The Watsonville Riots was a period of race-based violence against Filipino laborers that started in Watsonville, California. The lead-up to the riots was born of the typical anti-immigrant sentiment of the day. Filipino laborers were often brought in for farm work and quickly became favorites among farm owners. By this point, Asian labor was already a hotly contested topic and a source of anti-immigrant campaigns. Filipinos, however, were technically US nationals so previous race-based laws aimed at blocking immigration from Asia to the US did not impact them. In fact, it made them more desirable to farm owners. As the numbers of largely male Filipino laborers grew, so too did the push back of the white communities.
This particular incident starts as so many race-based incidents in US history do, the courting, or perceived courting of white females. As the vast majority of the Filipino laborers that came over were male, most of them were limited to dating the white women who were around. As they began to date and even marry white women, locals began to lash out. There are reports of attacks on Filipinos throughout the 1920s, many of those attacks coming after locals spotted Filipino men with their white companions. The Watsonville Riot was no different. On December 2, 1929, police raided a boarding house and found a Filipino lettuce grower, Perfecto Bandalan, in the same room with his white fiancé and her younger sister whom they were caring for at the mother’s request. Nevertheless, the non-Filipino citizens of Watsonville were outraged.
Around a month later 500 white men attacked a Filipino dance club where white women were known to dance with Filipino men. The owners and club goers clashed with the white mob until the police broke up the disturbance with gas bombs. A couple of days later Filipino men met with a large group of white men presumably to fight. A large group of Hispanic men joined in and took sides with the white men which triggered the riot.
During the course of the riot, mobs of white men dragged Filipinos from their homes, attacked camps and farms known to employ them.

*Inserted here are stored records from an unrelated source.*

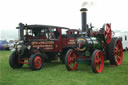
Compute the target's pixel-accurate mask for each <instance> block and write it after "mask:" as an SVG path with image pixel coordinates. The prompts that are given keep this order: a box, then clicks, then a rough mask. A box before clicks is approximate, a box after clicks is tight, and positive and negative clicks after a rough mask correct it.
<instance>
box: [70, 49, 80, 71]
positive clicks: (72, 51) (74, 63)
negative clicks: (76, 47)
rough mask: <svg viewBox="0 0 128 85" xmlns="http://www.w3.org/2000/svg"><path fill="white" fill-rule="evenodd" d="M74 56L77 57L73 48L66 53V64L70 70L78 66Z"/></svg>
mask: <svg viewBox="0 0 128 85" xmlns="http://www.w3.org/2000/svg"><path fill="white" fill-rule="evenodd" d="M75 58H77V56H76V54H75V52H74V51H73V50H71V51H70V53H69V55H68V66H69V68H70V70H76V69H77V67H78V63H77V62H76V61H75Z"/></svg>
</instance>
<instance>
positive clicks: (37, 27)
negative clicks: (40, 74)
mask: <svg viewBox="0 0 128 85" xmlns="http://www.w3.org/2000/svg"><path fill="white" fill-rule="evenodd" d="M17 29H18V30H19V41H18V42H17V43H15V45H14V48H15V50H14V52H13V53H12V54H11V55H10V57H9V64H10V66H11V68H13V69H16V68H21V67H22V66H23V65H24V64H28V65H29V66H30V68H31V69H32V70H39V69H41V68H42V66H43V63H44V62H50V61H52V60H56V59H57V58H60V60H61V61H63V62H64V57H65V54H66V52H67V50H68V49H71V48H72V47H74V46H75V40H76V39H75V37H77V36H78V34H79V31H78V30H75V29H69V28H65V27H58V26H48V25H24V24H22V23H20V24H19V27H17Z"/></svg>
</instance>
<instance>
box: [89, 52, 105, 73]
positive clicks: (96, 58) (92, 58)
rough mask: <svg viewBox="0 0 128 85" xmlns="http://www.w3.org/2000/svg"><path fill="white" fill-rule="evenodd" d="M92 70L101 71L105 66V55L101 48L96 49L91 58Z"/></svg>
mask: <svg viewBox="0 0 128 85" xmlns="http://www.w3.org/2000/svg"><path fill="white" fill-rule="evenodd" d="M91 66H92V71H93V72H94V73H101V72H102V71H103V68H104V55H103V53H102V52H101V51H100V50H95V51H94V52H93V54H92V58H91Z"/></svg>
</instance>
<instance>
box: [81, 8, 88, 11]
mask: <svg viewBox="0 0 128 85" xmlns="http://www.w3.org/2000/svg"><path fill="white" fill-rule="evenodd" d="M80 11H88V9H87V8H81V9H80Z"/></svg>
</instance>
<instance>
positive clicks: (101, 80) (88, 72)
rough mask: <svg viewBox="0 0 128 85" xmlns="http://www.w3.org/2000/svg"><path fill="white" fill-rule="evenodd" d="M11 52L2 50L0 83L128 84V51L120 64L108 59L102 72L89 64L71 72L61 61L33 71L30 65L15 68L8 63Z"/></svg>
mask: <svg viewBox="0 0 128 85" xmlns="http://www.w3.org/2000/svg"><path fill="white" fill-rule="evenodd" d="M10 54H11V52H10V51H0V85H128V51H127V52H124V57H123V63H122V64H121V65H120V66H111V65H110V64H109V62H108V61H106V62H105V67H104V70H103V72H102V73H100V74H95V73H93V72H92V70H91V66H90V65H87V64H80V65H79V68H78V69H79V70H77V71H72V72H69V71H67V70H66V68H65V65H64V64H62V63H61V62H53V63H46V64H44V67H43V69H41V70H39V71H31V69H30V68H29V66H28V65H24V67H23V68H21V69H15V70H14V69H12V68H10V66H9V63H8V60H9V55H10Z"/></svg>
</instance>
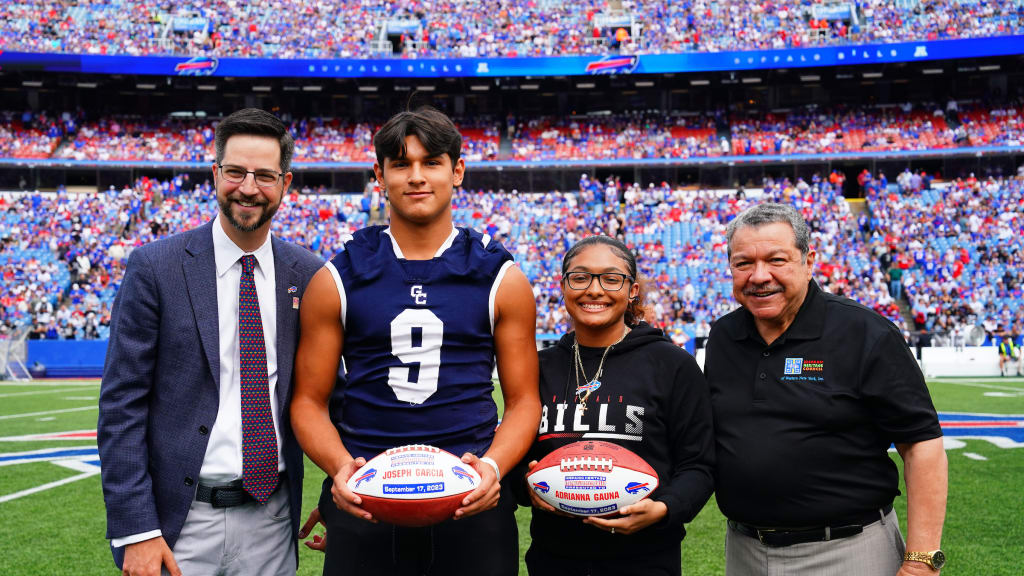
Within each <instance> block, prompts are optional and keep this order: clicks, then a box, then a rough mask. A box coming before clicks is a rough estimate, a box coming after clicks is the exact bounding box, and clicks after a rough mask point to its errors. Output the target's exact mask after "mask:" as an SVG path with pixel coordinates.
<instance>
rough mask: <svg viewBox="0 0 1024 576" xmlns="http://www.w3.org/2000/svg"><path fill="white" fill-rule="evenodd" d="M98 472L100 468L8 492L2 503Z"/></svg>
mask: <svg viewBox="0 0 1024 576" xmlns="http://www.w3.org/2000/svg"><path fill="white" fill-rule="evenodd" d="M97 474H99V470H93V471H88V472H83V474H80V475H78V476H73V477H70V478H66V479H63V480H58V481H56V482H51V483H49V484H44V485H42V486H37V487H35V488H30V489H28V490H23V491H20V492H14V493H13V494H7V495H6V496H0V504H2V503H4V502H9V501H11V500H16V499H17V498H20V497H23V496H29V495H30V494H35V493H36V492H42V491H43V490H49V489H50V488H56V487H58V486H63V485H66V484H71V483H73V482H78V481H80V480H85V479H87V478H90V477H93V476H96V475H97Z"/></svg>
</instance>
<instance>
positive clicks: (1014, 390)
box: [935, 380, 1024, 394]
mask: <svg viewBox="0 0 1024 576" xmlns="http://www.w3.org/2000/svg"><path fill="white" fill-rule="evenodd" d="M935 381H936V382H939V383H942V384H953V385H955V386H968V387H972V388H986V389H990V390H1004V392H1011V393H1016V394H1024V388H1022V387H1020V386H1005V385H1004V386H1000V385H996V384H985V383H982V382H957V381H955V380H935ZM995 381H996V382H998V381H999V380H995Z"/></svg>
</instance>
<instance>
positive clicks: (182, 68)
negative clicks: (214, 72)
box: [174, 56, 217, 76]
mask: <svg viewBox="0 0 1024 576" xmlns="http://www.w3.org/2000/svg"><path fill="white" fill-rule="evenodd" d="M216 70H217V58H212V57H210V56H196V57H194V58H188V59H187V60H185V61H183V63H179V64H178V65H177V66H175V67H174V72H177V73H178V76H211V75H212V74H213V73H214V72H216Z"/></svg>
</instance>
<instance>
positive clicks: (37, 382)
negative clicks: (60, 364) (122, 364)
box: [0, 380, 99, 387]
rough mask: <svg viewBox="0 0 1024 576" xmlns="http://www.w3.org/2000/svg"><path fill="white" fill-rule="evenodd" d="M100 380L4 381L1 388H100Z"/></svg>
mask: <svg viewBox="0 0 1024 576" xmlns="http://www.w3.org/2000/svg"><path fill="white" fill-rule="evenodd" d="M98 385H99V380H52V381H43V380H32V381H31V382H18V381H15V380H3V381H0V387H2V386H23V387H31V386H98Z"/></svg>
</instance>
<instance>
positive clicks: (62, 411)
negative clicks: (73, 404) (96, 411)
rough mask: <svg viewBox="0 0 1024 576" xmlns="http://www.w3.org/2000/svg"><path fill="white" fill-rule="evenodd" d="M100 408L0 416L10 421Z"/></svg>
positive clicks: (1, 418)
mask: <svg viewBox="0 0 1024 576" xmlns="http://www.w3.org/2000/svg"><path fill="white" fill-rule="evenodd" d="M98 408H99V407H98V406H83V407H81V408H65V409H63V410H47V411H46V412H29V413H28V414H5V415H3V416H0V420H10V419H12V418H31V417H33V416H46V415H48V414H63V413H66V412H81V411H83V410H97V409H98Z"/></svg>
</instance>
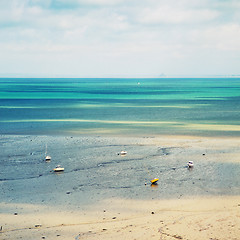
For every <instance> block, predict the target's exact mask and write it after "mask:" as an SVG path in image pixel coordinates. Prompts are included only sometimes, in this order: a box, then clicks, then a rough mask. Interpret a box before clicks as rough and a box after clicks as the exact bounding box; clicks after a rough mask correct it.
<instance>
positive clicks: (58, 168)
mask: <svg viewBox="0 0 240 240" xmlns="http://www.w3.org/2000/svg"><path fill="white" fill-rule="evenodd" d="M53 171H54V172H63V171H64V168H63V167H61V166H60V165H57V166H56V167H55V168H54V169H53Z"/></svg>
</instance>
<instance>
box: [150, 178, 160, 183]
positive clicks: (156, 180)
mask: <svg viewBox="0 0 240 240" xmlns="http://www.w3.org/2000/svg"><path fill="white" fill-rule="evenodd" d="M158 180H159V179H158V178H154V179H152V180H151V183H152V184H157V181H158Z"/></svg>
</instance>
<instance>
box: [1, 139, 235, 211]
mask: <svg viewBox="0 0 240 240" xmlns="http://www.w3.org/2000/svg"><path fill="white" fill-rule="evenodd" d="M46 143H47V144H48V154H50V155H51V156H52V161H51V162H49V163H47V162H45V161H44V156H45V146H46ZM0 150H1V153H2V154H1V156H0V165H1V169H0V189H1V196H0V201H1V202H8V203H33V204H43V205H55V206H62V207H64V206H66V207H68V208H69V207H72V208H76V207H79V208H82V207H85V206H87V205H88V204H93V203H97V202H98V201H100V200H104V199H108V198H127V199H165V198H181V197H189V196H198V195H201V196H202V195H209V196H210V195H211V196H212V195H217V196H219V195H239V194H240V187H239V186H240V179H239V176H240V166H239V164H233V163H218V162H215V161H211V158H208V156H207V155H208V154H207V155H203V152H202V149H197V148H196V149H195V148H180V147H179V148H176V147H169V148H164V147H161V146H156V145H147V144H145V140H144V138H142V139H139V138H103V137H51V136H48V137H46V136H45V137H44V136H2V137H1V142H0ZM121 150H126V151H127V152H128V153H127V155H126V156H124V157H123V156H120V155H118V153H119V152H120V151H121ZM224 151H229V149H221V152H224ZM230 151H238V149H230ZM189 160H194V162H195V167H194V168H193V170H189V169H188V168H187V167H186V163H187V162H188V161H189ZM57 164H60V165H62V166H64V168H65V171H64V173H53V172H52V169H53V168H54V167H55V166H56V165H57ZM154 177H158V178H159V183H158V185H157V186H151V184H150V180H151V179H152V178H154ZM145 183H146V185H145Z"/></svg>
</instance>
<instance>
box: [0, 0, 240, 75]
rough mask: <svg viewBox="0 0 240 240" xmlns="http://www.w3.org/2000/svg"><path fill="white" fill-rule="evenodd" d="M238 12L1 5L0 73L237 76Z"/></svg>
mask: <svg viewBox="0 0 240 240" xmlns="http://www.w3.org/2000/svg"><path fill="white" fill-rule="evenodd" d="M239 10H240V3H239V1H236V0H230V1H224V0H195V1H192V0H182V1H177V0H168V1H167V0H148V1H146V0H138V1H137V0H131V1H126V0H115V1H113V0H1V1H0V51H1V56H0V64H1V66H2V68H1V70H0V74H2V75H4V74H6V73H9V71H10V72H11V73H22V74H24V73H28V74H33V75H38V74H39V73H44V74H46V75H49V76H52V75H54V74H59V73H61V74H65V75H67V74H74V75H77V76H79V77H81V76H92V75H94V76H109V75H114V74H116V75H117V76H119V75H121V74H122V73H124V74H123V75H126V74H127V75H129V76H136V75H139V76H141V75H149V76H158V74H160V73H162V72H166V73H167V74H170V75H171V74H172V75H176V74H195V73H196V72H197V73H198V74H214V73H215V74H228V73H229V74H230V73H233V74H237V73H238V71H239V70H238V69H239V67H238V66H239V58H238V57H236V56H237V55H239V53H240V52H239V51H240V44H239V42H240V34H239V32H240V17H239ZM60 56H61V58H59V57H60ZM206 58H207V60H206ZM219 58H222V59H225V58H227V59H228V61H226V63H225V66H224V67H223V65H224V61H222V63H221V64H220V67H219V64H218V65H216V67H215V66H213V65H214V60H215V61H216V62H217V61H218V62H219ZM210 60H211V62H209V61H210ZM73 63H74V64H73ZM210 63H211V65H210ZM10 66H11V67H10ZM50 66H51V67H50ZM189 66H191V67H189ZM217 66H218V68H219V72H216V71H217ZM93 69H94V74H93ZM131 69H132V70H131ZM230 71H231V72H230Z"/></svg>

The riots lasted five days and spread to San Francisco, San Jose, and other cities in the region. Watsonville police attempted to gather Filipinos in order to guard them in the city council’s chamber. 22-year-old Fermin Tobera was killed in the riot after someone fired a shot into the home he was hiding in. Nobody was ever charged in relation to that crime. Only seven men were charged for the rioting in general all receiving light sentences.
In the aftermath of the riot many Filipinos fled the country. The Tydings–McDuffie Act reclassified all Filipinos as aliens and restricted their immigration to 50 per year which caused Filipino immigration to plumet. California sought to ban interracial marriage between Filipinos and whites.
It wasn’t until 2011 that the Filipino community received a formal apology from the state of California.
Asian discrimination in this country is long and documented. Yet many people are still unaware of their plight. Our ignorance does not negate history. Our curricula should do a better job of including the history of Asian Americans and Pacific Islanders. It should include the full history.